In fact, today she still tells people she grew up in Jackson but is from Greenwood.
"It was a big part of my life, it really was," she said.
She went on to the University of Southern Mississippi, earning a bachelor's degree in film. She spent about 2-1/2 years in Alabama public television, chiefly covering the Legislature, and then about 2-1/2 years in Pensacola, Fla., doing artistic and cultural programs.
She then enrolled in the master's program at the University of Mississippi, where she completed a degree in history and political science with emphasis in Southern history.
After graduation, she remained at Ole Miss, first as a teleproductions producer-director and eventually as director of teleproductions. She also coordinated a distance learning and technology program with a $6 million annual budget.

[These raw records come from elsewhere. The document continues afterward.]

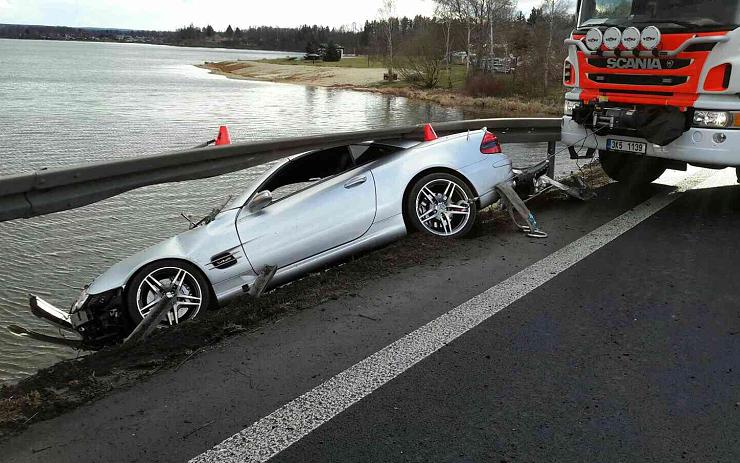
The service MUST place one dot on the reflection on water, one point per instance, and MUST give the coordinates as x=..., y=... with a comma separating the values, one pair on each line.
x=70, y=102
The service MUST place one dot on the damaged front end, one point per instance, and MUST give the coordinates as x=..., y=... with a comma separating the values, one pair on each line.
x=98, y=320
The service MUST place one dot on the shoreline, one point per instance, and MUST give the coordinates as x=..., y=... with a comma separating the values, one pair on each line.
x=370, y=80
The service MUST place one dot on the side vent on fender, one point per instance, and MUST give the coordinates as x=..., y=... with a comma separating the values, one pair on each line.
x=223, y=260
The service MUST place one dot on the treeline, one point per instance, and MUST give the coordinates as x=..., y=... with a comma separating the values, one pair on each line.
x=479, y=34
x=20, y=31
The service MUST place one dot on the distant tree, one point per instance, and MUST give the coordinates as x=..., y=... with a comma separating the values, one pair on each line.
x=333, y=52
x=534, y=16
x=387, y=15
x=312, y=47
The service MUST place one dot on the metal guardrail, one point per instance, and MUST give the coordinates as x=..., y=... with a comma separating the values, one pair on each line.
x=53, y=190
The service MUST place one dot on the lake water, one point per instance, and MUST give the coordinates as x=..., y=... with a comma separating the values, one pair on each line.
x=63, y=103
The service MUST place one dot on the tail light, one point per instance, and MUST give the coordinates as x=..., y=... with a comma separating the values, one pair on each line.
x=429, y=133
x=223, y=137
x=490, y=144
x=568, y=73
x=718, y=78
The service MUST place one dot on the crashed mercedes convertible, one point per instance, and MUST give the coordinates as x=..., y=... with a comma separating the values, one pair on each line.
x=306, y=211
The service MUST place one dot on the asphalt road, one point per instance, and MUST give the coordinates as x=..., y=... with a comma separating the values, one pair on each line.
x=630, y=354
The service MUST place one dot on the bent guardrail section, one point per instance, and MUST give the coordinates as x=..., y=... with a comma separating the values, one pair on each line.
x=53, y=190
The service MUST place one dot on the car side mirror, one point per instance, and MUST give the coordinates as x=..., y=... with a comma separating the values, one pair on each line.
x=260, y=201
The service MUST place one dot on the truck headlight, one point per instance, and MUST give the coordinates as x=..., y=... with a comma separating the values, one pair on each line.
x=569, y=105
x=713, y=119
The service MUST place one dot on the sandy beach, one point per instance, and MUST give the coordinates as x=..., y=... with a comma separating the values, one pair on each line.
x=305, y=74
x=371, y=80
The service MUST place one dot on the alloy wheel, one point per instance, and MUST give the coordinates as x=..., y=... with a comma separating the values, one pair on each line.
x=443, y=207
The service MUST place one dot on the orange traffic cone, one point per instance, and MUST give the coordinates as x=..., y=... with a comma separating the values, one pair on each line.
x=223, y=137
x=429, y=133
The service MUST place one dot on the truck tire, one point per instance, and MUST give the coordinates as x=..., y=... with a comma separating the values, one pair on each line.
x=630, y=168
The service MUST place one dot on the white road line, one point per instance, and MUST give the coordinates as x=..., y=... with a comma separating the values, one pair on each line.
x=296, y=419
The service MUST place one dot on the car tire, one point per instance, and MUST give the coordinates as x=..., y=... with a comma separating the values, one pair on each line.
x=441, y=204
x=631, y=169
x=194, y=293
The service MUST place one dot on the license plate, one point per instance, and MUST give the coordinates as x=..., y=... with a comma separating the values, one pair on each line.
x=626, y=146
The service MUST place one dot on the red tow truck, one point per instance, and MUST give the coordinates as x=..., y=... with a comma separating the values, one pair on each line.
x=654, y=85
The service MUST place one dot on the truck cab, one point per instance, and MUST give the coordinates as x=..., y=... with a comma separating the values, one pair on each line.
x=654, y=85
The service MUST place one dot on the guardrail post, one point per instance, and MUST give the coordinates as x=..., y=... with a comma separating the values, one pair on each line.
x=551, y=159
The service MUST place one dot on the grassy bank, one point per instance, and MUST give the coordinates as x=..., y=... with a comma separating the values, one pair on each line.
x=366, y=74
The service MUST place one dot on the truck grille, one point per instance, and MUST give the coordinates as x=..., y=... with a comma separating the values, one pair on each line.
x=638, y=79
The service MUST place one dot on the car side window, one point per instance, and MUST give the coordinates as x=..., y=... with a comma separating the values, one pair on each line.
x=307, y=170
x=364, y=154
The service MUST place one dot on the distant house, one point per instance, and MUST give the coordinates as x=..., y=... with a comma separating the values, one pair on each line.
x=461, y=57
x=323, y=47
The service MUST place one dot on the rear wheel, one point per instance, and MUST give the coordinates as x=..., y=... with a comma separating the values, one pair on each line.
x=146, y=289
x=630, y=168
x=441, y=204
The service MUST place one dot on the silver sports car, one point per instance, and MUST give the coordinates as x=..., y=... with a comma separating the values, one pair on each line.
x=306, y=211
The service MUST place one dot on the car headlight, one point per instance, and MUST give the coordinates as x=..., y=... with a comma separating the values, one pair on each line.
x=80, y=302
x=569, y=105
x=713, y=119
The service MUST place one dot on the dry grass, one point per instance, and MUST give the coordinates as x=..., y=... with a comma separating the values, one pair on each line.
x=494, y=106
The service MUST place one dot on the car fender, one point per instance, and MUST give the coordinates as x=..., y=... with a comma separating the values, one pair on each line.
x=455, y=153
x=196, y=246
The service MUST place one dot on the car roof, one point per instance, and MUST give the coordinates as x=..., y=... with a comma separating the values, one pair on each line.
x=402, y=143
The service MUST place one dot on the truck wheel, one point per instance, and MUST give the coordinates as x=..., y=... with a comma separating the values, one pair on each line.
x=629, y=168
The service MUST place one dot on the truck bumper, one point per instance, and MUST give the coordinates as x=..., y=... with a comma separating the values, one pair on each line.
x=697, y=146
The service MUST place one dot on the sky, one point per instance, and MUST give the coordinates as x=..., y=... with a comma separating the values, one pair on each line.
x=171, y=14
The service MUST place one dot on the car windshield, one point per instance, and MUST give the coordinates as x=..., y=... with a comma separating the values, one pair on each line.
x=686, y=14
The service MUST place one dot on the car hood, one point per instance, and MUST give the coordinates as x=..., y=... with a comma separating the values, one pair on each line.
x=193, y=246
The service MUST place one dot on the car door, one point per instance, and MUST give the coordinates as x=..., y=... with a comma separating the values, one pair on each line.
x=328, y=214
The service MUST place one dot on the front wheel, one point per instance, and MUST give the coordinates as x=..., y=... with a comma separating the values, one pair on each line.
x=441, y=204
x=146, y=289
x=630, y=168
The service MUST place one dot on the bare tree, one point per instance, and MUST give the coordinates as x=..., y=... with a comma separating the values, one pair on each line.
x=446, y=17
x=387, y=14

In 1994, she joined the Institutions of Higher Learning in Jackson. As director of academic technologies, she helped create the first distance learning policy there and worked on other educational initiatives.
Much of her work at IHL stressed collaboration among the state's schools. She created a conference with people from community colleges and universities that still is held every year. Also, she has served on the Council for Education Technology, which developed a master plan for using technology to keep the state's educational system moving forward.

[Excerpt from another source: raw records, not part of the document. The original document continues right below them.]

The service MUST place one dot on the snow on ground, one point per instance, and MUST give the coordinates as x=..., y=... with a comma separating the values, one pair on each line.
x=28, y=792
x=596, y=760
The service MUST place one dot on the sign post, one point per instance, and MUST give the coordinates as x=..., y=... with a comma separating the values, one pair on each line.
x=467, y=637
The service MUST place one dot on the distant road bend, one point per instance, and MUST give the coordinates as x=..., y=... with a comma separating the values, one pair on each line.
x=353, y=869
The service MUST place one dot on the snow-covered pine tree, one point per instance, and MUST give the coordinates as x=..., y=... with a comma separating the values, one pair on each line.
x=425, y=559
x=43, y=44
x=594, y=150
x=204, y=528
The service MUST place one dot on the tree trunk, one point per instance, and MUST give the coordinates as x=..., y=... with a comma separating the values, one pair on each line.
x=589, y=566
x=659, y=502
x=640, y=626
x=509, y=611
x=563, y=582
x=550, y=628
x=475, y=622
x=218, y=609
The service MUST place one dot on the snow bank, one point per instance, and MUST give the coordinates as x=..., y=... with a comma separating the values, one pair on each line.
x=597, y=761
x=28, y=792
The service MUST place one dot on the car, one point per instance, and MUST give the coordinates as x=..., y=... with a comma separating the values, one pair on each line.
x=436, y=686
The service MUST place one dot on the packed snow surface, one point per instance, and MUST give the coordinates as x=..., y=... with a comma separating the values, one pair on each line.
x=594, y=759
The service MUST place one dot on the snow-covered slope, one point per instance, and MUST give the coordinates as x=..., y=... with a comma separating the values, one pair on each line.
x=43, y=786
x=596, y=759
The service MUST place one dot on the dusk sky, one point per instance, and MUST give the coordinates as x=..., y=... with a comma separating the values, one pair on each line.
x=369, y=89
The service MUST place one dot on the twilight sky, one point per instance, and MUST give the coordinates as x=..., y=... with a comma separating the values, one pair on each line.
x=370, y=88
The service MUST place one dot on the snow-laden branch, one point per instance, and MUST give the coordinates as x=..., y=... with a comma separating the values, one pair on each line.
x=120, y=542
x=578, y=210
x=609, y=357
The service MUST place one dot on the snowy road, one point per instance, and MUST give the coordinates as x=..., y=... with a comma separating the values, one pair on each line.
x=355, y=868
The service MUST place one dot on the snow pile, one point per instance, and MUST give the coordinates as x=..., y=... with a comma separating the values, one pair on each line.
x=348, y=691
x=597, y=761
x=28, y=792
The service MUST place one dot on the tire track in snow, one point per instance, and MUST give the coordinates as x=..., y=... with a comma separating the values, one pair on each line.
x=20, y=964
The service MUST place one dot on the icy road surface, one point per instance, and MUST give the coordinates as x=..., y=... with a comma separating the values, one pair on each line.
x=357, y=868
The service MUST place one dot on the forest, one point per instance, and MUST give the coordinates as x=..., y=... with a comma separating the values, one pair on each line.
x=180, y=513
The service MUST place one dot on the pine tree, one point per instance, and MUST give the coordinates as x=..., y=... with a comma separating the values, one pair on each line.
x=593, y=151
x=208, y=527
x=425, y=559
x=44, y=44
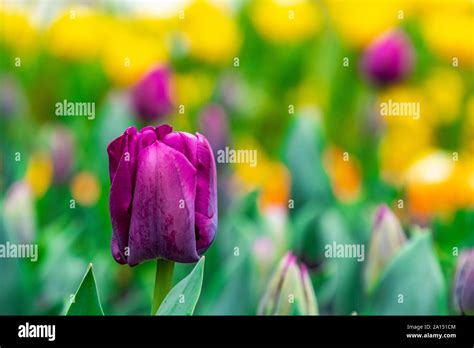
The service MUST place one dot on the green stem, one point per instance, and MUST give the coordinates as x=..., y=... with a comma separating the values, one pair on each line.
x=163, y=282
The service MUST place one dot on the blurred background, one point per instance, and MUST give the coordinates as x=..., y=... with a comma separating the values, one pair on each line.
x=302, y=82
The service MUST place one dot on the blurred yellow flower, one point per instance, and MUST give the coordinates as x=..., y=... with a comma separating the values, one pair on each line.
x=85, y=188
x=449, y=32
x=405, y=136
x=271, y=177
x=444, y=89
x=361, y=21
x=78, y=33
x=39, y=172
x=286, y=21
x=210, y=32
x=436, y=183
x=468, y=129
x=17, y=31
x=344, y=175
x=127, y=55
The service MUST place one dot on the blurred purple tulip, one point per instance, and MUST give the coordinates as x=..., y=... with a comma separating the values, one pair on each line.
x=163, y=196
x=214, y=125
x=152, y=95
x=464, y=283
x=62, y=150
x=388, y=59
x=19, y=213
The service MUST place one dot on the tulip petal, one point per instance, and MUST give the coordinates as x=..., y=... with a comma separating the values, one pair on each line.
x=121, y=193
x=116, y=251
x=162, y=223
x=163, y=130
x=206, y=195
x=115, y=150
x=183, y=142
x=467, y=299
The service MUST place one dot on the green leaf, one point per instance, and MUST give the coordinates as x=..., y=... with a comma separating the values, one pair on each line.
x=86, y=300
x=302, y=155
x=182, y=299
x=412, y=284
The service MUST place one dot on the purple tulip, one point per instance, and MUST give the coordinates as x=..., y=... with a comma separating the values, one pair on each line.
x=388, y=59
x=62, y=152
x=464, y=283
x=163, y=195
x=152, y=95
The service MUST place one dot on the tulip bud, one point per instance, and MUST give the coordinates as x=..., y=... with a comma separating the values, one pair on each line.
x=386, y=240
x=19, y=213
x=163, y=195
x=290, y=291
x=151, y=96
x=214, y=126
x=464, y=283
x=62, y=149
x=388, y=59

Antoon became interim executive director of Mississippi Educational Broadcasting two years ago and executive director in February 2002.
Effective Monday, the agency's name was changed to Mississippi Broadcasting Networks.
Antoon said she tries to position herself to be a storyteller about Mississippi and the South. The agency's job, as she sees it, is to "capture our culture" and preserve it for future generations.
It has been involved in children's programming and literacy efforts for years. For example, it gives 8,000 to 10,000 free books to schools each year as part of its Ready to Learn program.
But Antoon said the name was changed to indicate that the agency is "not just for kids" but covers many other topics. It will be producing more local programs about food, gardening, health, travel and the cultural and natural treasures of the state.
The agency has a dedicated staff and abundant resources to help carry out its work, she said.
"The people in Mississippi don't understand what a deep resource this agency is," she said.
She cited one example from Greenwood as an an illustration of the culture. Once her husband, who is director of the Center for the Study of Southern Culture at Ole Miss, brought the chancellor of Oxford University in England to town and took him to the Crystal Grill for Sunday dinner.
The chancellor was struck by how many people were dressed up for the meal, she said.
"I think Greenwood, and the Delta in part, still have a little bit of that," she said.
She is committed to preserving the state's sense of history as long as she leads the broadcasting agency.
"I hope, when I leave here, I feel like I made a difference and have been a good steward," she said.